= Warren T. Thompson =

American photographer

Warren T. Thompson (active 1840–1870) was an American photographer. Between 1840 and 1846 Thompson worked in Philadelphia and in 1843 refined Daniel Davis Jr.'s electroplating method for colouring daguerreotypes by using a gum tragacanth resist. With this technique colours could be built up in the manner of some types of printmaking. According to an article in the 1892 American Journal of Photography by editor Julius Sachse, Thompson traveled to Paris in 1845 from New York without speaking any French and with an introduction from the Russian Consul in New York to the Russian Vice-Consul in Paris who in turn arranged an introduction to Russian photographer Sergei Lvovich Levitsky. Levitsky is quoted by Sachse as declaring Thompson's daguerreotypes were 'works of art'. Sachse further claims that Thompson influenced for the development of portrait daguerreotypes in Paris. From 1849-50 Thompson was listed as a photographer at 14 boulevard Poissonnière, rue Basse-du-Rempart in 1851, then 22 rue de Choiseul from 1853-59. Levitsky returned to Russia by 1849 but came back to Paris by 1859 where he took over Thompson's Choiseul address. This was also the premises for the French arts club.

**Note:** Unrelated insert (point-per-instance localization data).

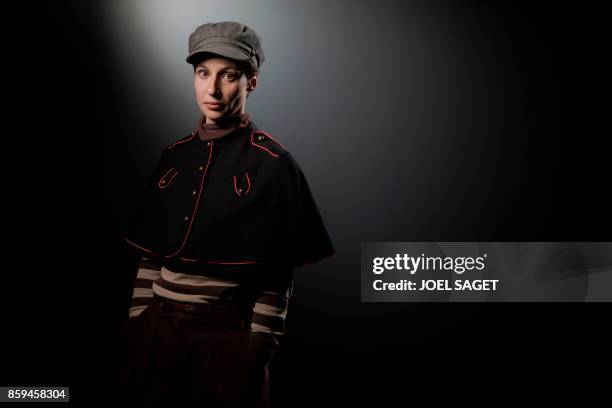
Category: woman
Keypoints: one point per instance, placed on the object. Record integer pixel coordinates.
(225, 218)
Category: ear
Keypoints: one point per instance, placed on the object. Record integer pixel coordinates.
(252, 84)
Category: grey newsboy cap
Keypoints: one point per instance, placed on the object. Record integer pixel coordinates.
(228, 39)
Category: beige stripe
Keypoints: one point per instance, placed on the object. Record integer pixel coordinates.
(144, 273)
(142, 292)
(269, 310)
(263, 329)
(137, 310)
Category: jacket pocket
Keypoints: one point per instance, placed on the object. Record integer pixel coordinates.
(167, 178)
(242, 183)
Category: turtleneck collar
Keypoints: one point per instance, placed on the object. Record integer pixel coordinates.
(208, 131)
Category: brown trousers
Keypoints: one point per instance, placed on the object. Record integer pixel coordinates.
(181, 359)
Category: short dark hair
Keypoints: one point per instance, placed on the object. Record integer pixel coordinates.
(243, 66)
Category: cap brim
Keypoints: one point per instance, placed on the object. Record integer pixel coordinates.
(220, 50)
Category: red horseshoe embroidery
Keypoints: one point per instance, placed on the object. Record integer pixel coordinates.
(167, 178)
(242, 184)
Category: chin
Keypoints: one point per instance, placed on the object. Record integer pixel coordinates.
(214, 115)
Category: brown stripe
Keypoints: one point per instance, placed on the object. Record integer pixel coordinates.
(146, 264)
(190, 289)
(143, 283)
(141, 301)
(273, 300)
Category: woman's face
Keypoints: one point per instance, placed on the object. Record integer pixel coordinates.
(221, 88)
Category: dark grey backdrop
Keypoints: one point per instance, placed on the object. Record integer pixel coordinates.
(413, 121)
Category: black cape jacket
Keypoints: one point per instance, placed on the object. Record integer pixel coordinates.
(233, 204)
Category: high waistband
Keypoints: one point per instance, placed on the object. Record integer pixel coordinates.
(227, 313)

Thompson (a.k.a. surname 'Warren-Thompson') produced daguerreotypes in Paris as well as very fine stereo daguerreotypes and a number of theatrical self-portraits some of very large size, but his body of known work is scant. The skill of his surviving work suggests he may have trained as a painter. For a pioneer era photographer whose role appears to have been quite prominent in Paris in the 1840s and 50s, Thompson's career is poorly known.